British rights group Survival International said this week it had convinced the OECD to investigate its claim that WWF had partially funded and provided logistical support to anti-poaching government “ecoguards” who have allegedly been systematically abusing the hunter-gatherer Baka people and other rainforest tribes for decades.
“Baka have been forced from large areas of their ancestral land and face violence from WWF-funded anti-poaching squads if they hunt, forage or visit sacred sites,” Survival said in a statement.
The NGO, which campaigns for tribal people's rights, alleged that the Baka had for more than 20 years faced abuse including “arrest and beatings, torture and even death” at the hands of the eco guards.

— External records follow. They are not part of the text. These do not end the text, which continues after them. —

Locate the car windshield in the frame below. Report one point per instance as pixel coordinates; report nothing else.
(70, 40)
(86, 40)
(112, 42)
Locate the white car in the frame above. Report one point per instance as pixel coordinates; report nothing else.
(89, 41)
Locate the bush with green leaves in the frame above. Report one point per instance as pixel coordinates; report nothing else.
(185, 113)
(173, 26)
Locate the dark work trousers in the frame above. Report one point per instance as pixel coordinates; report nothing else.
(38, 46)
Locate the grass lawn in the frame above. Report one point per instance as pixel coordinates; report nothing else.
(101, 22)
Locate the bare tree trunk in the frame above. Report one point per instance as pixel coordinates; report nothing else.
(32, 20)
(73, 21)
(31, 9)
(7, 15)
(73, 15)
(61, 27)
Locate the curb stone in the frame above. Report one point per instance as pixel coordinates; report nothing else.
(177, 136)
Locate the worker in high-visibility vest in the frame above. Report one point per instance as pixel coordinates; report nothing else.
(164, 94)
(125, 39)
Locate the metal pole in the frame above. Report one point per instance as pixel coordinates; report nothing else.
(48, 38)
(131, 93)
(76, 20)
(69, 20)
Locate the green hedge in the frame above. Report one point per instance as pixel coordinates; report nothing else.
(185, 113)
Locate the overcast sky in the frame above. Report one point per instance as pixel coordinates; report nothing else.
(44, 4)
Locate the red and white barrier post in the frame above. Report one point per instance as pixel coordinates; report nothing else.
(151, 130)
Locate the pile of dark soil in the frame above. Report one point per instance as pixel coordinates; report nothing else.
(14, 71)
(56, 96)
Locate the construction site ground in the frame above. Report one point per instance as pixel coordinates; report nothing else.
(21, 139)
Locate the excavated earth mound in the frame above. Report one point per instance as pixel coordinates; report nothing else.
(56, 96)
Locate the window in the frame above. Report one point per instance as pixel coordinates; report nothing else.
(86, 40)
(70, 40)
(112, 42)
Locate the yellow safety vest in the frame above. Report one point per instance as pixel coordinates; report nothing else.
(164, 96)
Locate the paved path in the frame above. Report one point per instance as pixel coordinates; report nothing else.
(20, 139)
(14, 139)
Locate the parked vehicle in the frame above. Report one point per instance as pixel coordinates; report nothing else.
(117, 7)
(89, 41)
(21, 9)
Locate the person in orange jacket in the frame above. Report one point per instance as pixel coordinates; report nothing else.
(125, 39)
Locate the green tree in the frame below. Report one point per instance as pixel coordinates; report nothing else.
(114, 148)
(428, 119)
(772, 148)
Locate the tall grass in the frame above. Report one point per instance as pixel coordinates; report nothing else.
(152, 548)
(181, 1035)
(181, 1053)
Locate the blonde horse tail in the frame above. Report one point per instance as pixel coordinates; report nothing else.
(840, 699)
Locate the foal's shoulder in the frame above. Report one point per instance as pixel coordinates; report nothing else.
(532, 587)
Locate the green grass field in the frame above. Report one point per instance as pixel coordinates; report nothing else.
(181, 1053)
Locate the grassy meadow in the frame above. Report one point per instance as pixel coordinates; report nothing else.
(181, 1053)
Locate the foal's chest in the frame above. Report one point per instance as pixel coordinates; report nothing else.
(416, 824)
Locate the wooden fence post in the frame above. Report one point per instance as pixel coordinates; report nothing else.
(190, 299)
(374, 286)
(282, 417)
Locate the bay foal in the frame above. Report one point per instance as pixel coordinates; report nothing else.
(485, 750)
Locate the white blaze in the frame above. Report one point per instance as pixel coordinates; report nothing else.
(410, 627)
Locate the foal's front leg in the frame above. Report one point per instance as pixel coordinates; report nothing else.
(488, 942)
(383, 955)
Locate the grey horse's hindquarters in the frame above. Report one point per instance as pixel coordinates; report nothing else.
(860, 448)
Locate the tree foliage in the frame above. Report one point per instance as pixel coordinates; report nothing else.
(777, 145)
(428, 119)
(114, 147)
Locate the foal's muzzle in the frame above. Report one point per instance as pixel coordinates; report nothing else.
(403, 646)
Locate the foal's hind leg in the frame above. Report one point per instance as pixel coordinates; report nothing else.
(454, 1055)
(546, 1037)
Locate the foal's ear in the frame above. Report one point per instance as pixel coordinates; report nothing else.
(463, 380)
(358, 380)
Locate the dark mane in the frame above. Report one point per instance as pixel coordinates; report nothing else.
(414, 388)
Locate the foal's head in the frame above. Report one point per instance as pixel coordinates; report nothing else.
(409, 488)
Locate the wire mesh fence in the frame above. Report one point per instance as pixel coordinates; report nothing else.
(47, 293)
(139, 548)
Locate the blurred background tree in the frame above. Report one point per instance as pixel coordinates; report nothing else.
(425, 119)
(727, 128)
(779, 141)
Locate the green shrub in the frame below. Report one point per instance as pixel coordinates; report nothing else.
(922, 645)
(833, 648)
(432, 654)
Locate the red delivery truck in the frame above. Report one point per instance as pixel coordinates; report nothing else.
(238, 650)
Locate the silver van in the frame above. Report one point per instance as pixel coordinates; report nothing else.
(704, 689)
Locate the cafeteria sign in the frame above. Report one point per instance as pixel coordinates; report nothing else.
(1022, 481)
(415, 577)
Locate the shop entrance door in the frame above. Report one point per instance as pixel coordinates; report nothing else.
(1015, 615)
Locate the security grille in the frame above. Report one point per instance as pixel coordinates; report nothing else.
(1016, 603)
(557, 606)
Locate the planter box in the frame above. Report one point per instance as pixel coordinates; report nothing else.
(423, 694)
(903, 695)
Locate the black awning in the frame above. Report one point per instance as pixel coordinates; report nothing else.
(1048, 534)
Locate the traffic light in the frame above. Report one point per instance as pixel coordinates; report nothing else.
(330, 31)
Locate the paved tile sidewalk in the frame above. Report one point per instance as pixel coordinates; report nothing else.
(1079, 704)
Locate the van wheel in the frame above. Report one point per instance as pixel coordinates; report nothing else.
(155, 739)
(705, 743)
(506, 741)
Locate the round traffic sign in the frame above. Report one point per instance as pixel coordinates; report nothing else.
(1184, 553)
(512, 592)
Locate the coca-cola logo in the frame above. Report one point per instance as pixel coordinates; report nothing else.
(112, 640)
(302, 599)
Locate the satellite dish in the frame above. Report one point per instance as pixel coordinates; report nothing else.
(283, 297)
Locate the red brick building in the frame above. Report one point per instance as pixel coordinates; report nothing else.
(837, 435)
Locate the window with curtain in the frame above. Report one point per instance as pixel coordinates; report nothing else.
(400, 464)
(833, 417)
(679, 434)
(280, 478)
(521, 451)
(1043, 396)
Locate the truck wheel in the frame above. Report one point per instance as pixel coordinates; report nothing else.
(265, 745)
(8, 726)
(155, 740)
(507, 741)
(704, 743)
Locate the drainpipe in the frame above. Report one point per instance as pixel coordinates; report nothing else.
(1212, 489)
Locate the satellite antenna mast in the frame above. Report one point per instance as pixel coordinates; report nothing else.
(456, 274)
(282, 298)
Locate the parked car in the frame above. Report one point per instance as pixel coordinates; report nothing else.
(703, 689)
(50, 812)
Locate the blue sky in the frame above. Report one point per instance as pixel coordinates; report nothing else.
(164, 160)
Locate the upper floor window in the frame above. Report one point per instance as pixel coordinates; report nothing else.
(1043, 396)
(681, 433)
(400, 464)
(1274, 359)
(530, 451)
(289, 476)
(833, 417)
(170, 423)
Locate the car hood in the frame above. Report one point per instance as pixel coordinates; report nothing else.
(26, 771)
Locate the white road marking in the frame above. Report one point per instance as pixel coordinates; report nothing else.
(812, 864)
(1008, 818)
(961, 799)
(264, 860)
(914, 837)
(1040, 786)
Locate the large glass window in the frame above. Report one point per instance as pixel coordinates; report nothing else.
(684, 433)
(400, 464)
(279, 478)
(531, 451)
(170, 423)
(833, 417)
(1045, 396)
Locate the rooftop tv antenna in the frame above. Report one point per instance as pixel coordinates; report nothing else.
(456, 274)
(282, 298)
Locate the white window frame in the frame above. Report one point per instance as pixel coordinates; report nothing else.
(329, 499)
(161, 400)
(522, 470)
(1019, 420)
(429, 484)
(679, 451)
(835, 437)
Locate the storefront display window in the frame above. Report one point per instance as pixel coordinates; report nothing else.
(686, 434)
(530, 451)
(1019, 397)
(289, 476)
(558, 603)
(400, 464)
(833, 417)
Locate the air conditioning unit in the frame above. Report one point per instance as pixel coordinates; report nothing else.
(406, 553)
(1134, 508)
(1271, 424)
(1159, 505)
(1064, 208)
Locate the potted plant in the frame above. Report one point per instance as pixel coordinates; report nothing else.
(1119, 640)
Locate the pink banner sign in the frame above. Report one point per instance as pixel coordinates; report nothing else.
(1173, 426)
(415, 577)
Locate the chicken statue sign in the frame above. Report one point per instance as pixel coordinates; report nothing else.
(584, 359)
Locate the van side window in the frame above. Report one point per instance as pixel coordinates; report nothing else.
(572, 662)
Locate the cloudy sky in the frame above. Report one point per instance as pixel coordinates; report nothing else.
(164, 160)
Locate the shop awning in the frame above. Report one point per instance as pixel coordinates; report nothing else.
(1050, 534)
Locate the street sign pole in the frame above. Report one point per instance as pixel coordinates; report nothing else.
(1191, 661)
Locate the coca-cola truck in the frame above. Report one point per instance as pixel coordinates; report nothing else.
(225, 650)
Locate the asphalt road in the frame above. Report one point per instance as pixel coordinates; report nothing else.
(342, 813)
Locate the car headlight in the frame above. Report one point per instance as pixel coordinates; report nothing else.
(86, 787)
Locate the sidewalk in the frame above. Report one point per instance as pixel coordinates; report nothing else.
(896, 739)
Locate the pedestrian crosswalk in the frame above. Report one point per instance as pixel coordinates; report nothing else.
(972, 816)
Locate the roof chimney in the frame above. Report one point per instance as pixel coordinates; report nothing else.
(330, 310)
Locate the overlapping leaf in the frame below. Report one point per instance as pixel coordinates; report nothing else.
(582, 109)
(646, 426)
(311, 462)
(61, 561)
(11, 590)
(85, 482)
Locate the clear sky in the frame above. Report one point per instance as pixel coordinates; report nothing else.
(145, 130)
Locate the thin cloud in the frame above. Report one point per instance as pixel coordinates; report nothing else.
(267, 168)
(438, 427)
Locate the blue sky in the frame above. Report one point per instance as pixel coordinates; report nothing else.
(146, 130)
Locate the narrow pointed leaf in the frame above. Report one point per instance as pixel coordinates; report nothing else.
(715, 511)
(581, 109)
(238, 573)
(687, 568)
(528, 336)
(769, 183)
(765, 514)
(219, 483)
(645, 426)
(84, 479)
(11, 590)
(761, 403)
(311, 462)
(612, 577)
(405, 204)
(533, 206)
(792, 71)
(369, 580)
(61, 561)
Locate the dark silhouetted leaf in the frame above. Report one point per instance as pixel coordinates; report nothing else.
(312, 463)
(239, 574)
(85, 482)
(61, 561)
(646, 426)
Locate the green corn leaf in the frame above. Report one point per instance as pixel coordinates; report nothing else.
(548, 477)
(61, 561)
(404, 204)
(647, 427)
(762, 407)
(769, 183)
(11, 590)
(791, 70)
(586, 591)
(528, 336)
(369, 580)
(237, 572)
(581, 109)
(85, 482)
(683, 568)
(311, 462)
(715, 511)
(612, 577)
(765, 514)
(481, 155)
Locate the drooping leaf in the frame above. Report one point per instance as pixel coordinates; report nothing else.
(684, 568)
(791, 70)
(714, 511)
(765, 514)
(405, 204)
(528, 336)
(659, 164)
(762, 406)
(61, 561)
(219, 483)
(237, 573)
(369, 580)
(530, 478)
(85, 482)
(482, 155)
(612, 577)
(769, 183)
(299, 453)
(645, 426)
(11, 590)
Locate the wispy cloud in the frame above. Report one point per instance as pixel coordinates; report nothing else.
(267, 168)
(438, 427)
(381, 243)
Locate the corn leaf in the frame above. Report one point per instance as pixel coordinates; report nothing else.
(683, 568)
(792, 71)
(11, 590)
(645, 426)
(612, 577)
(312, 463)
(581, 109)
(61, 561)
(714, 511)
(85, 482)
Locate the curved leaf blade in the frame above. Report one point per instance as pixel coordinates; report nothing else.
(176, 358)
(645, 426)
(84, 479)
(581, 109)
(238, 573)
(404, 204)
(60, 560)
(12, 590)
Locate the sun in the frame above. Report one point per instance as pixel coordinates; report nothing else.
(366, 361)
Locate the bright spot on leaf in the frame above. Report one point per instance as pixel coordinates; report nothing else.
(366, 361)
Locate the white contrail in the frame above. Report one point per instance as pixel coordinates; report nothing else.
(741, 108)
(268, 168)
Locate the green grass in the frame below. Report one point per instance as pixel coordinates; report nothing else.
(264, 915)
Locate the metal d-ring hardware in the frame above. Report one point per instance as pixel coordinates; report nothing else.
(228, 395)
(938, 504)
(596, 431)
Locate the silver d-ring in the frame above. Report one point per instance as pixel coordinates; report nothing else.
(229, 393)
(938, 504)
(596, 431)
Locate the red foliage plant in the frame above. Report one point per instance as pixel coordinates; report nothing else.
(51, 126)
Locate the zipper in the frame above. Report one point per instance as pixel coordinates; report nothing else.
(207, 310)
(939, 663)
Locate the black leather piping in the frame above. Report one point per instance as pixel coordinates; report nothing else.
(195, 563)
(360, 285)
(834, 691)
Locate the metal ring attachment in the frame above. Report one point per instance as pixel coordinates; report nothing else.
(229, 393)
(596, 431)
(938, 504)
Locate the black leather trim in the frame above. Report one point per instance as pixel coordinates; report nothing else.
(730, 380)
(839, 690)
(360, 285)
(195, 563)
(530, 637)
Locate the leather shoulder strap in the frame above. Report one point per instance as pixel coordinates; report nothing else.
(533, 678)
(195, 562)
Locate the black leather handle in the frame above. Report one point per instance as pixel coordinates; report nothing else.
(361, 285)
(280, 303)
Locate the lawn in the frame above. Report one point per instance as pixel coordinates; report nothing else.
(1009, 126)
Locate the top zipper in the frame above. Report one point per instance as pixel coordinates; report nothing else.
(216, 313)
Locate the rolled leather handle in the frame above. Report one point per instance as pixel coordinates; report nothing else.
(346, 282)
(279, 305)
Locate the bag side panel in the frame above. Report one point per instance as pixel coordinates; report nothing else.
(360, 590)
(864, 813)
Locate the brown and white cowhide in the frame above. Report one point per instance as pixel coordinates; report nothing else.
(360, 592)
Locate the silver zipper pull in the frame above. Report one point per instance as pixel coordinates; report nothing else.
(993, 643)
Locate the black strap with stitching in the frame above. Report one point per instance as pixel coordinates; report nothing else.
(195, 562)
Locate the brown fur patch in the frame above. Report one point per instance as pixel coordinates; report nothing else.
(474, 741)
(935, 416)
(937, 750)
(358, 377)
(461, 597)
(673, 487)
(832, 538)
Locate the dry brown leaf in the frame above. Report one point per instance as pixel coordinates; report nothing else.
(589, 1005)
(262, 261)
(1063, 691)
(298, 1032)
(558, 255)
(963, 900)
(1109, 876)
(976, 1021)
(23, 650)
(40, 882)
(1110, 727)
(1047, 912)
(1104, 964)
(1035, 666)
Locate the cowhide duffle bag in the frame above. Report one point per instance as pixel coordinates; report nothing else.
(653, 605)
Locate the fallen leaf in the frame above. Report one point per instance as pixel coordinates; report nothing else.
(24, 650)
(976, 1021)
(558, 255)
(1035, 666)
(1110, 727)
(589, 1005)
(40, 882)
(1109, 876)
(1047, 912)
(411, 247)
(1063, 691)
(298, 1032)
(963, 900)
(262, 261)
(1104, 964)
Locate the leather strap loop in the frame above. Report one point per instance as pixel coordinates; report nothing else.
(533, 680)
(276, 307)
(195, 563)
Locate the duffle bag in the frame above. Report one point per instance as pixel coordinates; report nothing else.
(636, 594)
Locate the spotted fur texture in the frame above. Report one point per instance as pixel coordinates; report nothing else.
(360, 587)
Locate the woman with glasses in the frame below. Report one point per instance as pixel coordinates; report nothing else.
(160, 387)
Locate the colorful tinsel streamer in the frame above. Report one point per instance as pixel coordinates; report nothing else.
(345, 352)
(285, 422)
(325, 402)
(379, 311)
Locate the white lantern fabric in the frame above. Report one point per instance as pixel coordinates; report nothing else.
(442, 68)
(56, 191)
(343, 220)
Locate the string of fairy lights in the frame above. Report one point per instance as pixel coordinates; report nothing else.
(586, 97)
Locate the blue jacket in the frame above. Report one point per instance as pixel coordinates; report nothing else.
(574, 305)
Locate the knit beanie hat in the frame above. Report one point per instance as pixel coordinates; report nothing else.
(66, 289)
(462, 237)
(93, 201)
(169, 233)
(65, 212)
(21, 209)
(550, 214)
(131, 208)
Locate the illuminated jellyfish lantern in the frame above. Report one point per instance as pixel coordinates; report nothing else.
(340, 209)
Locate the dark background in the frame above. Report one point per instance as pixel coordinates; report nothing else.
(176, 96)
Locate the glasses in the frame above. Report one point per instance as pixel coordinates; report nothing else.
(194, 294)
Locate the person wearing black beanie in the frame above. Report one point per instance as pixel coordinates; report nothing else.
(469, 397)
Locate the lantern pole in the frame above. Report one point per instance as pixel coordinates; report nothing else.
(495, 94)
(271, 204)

It submitted a formal complaint last February to the OECD's national office in Switzerland, where WWF is headquartered.
The OECD's Swiss branch agreed last month to look into the matter, according to a report on its website, which stressed that it would serve as a mediator between the two organisations and that its future conclusions “should not be construed as a judgment.”
This is the first time a non-profit organisation will be scrutinised under the OECD's guidelines, which are usually used to determine if commercial multinational entities are acting responsibly.
WWF meanwhile said in a statement Friday that it “takes any and all allegations of human rights violations extremely seriously.”
It said it “has worked strenuously to obtain improved recognition and rights for the Baka community” and conceded “there is clearly more work to be done to improve conditions of the Baka people.”
But it said it had always been open to dialogue on how to improve the situation and had been working to facilitate the employment of Baka ecoguards, and had been providing human rights training to ecoguards among other things.
“We therefore find it regrettable that Survival International has not accepted our offer to work together on the ground to address the complex social and political context facing the Baka in Cameroon,” it said.
WWF vowed to cooperate with the OECD efforts, but said it disagreed with “turning the OECD guidelines, designed for commercial enterprises, into a mechanism for resolving issues between two non-profit organisations.”
Survival chief Stephen Corry meanwhile alleged that WWF had “done nothing effective to address the concerns of the thousands of tribal people dispossessed and mistreated through its projects.”
“If WWF can't ensure those schemes meet UN and OECD standards, it simply shouldn't be funding them,” he said.